Like many millennials that live in London, I have a Monzo card. It’s hard to escape from the neon tangerine-colored piece of plastic. It has become so ubiquitous among a certain set in the capital of fintech that apart from being seen as a status symbol among hipsters, it’s so cool that it has become a chat line in London’s bars.
When Monzo debuted in 2015, it was a prepaid, contactless payment card coupled with an ingenious budgeting app. In essence, it took everything that was infuriating about banks—maddening customer service, transaction histories that take several days to update, clunky and inoperable apps—and subverted it in an elegant and user-friendly mobile experience that was a joy to use. The whole thing was also entirely free for the consumer.
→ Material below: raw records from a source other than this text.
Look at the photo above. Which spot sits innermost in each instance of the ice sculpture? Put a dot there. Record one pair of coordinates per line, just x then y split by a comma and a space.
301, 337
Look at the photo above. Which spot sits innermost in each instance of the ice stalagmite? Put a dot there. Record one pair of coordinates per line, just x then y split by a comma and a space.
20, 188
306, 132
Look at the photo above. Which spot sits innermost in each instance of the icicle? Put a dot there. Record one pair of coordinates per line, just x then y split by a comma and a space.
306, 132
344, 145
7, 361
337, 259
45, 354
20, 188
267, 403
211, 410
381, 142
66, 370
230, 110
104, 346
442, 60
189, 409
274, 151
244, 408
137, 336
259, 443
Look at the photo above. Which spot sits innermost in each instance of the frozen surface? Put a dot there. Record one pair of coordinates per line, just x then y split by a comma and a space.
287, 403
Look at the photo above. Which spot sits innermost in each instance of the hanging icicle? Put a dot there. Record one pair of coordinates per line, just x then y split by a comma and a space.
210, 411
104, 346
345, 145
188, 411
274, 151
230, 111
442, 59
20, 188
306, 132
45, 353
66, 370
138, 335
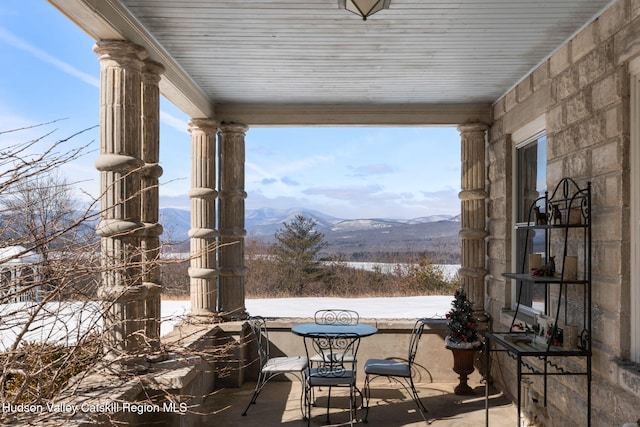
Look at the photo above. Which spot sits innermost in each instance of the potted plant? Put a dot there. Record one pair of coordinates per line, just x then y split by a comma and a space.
462, 338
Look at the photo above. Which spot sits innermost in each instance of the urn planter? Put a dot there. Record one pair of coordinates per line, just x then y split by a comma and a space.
463, 366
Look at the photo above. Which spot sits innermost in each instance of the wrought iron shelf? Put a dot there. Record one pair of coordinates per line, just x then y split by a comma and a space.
543, 279
522, 344
555, 220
Now that it has its UK banking charter, Monzo has become the fully-fledged “challenger bank” it always set out to be, backed with venture capital cash. In other words, its competition isn’t slick budgeting apps—but the likes of HSBC, NatWest, and Barclays. They’ve been encouraging users to “upgrade” to a fully-fledged current account (the UK’s version of a checking account) since December, and last week, announced it would be shutting down the pre-paid card program that some users were still using.
All startups go through growth phases and product changes, but something about Monzo’s progression is both disappointing and not surprising. It points to a larger trend in startup culture that consumers, if not investors, are getting wise to. Here are the five stages of realizing your favorite startup is too good to be true.
Step 1: Become obsessed
When I first got a Monzo, in early 2016, I was an evangelist. I told my friends. I tweeted about the whimsical copy and animated gifs. I wrote about it for Quartz. I wanted everyone to know how much I loved using Monzo.
I loved using it for foreign transaction fee-free travel, for effortlessly splitting costs with my boyfriend and housemate (because, of course, they both had it too), for the transaction history it generated both in the app and a monthly spreadsheet. In short, Monzo was the future, why weren’t you using it?
Step 2: Start to question how, exactly, it’s possible?
In my evangelizing for and writing about Monzo, I had to confront the very basic question that looms over every startup: Yes it’s cool, but how will it make money?
Like any bank, Monzo needs lots of users before they can expand their services to things that extract revenue from a large userbase. However, Monzo’s stated ambition was always to become the most user-friendly current account possible—and nix all the ancillary financial products that banks—legally or not—try to sell their consumers (which also, as it happens, make them money).
At the same time, there seemed to be a lot of overhead. Foreign transaction fees and international cash withdrawals were free with Monzo (in other words, subsidized by the company’s investors); they used a third-party payment processor to handle all those seamless in-app top ups (that adds up when you have close to half a million users); and their customer service was personalized, always available, and highly competent (in other words: not cheap).
Step 3: See the first crack
The first crack was the change to overseas withdrawals, which Monzo—to their credit—handled with a transparent blog post and a reasonable, crowd-sourced solution. The solution still makes them more competitive than a major bank when it comes to using a bank card overseas, but an admission had been made: The primary feature that everyone loved Monzo for was not one that was conducive to running a financially viable long-term business. Uh oh.
Step 4: See more cracks; have a moment of truth
After the foreign transaction fee moment, I still had faith in Monzo. But when I upgraded to the current account and saw that yet another marquee feature—the ability to send funds from my primary bank account to my Monzo account with just a few taps—was now being changed, reality began to set in. The app now encouraged me to carry out an old-fashioned bank transfer instead, rather than the top up feature, to avoid the costs that Monzo takes on. But wait, I thought seamless top-ups were the whole point of this app? In effect, I am now being asked to enter the HSBC banking app (which I despise) in order to use Monzo in the way I had grown accustomed to.
Step 5: Come to terms with reality
There are still things that Monzo is unequivocally great at: Their customer service is light years ahead of any bank, I can see my transactions and bank balance in real-time, and it allows me to get detailed breakdowns of my spending each month. Their customer service and corporate communications remain great. For those reasons, I will keep using it, for now.
But on a larger level as a consumer, the jig is up for me. Whether its VC-subsidized mattresses, meal delivery kits, or disruptive lunch delivery, releasing a too good to be true product, gaining a bunch of users, and then introducing a sensible business model (or going bust) a year or two later is getting old. Several Monzo users I know have told me they’re going to ditch the service before they’re forced out of using the pre-paid card. They simply don’t want another bank account, and in all fairness, that’s not what they initially signed up for.
Alas, I am not in the business of prognosticating the financial health of companies, and I’m sure Monzo has plans for its financial future beyond what they have said publicly. But in the wild west start-up era, my future loyalty lies with companies who have what all companies used to have: A viable business model from day one.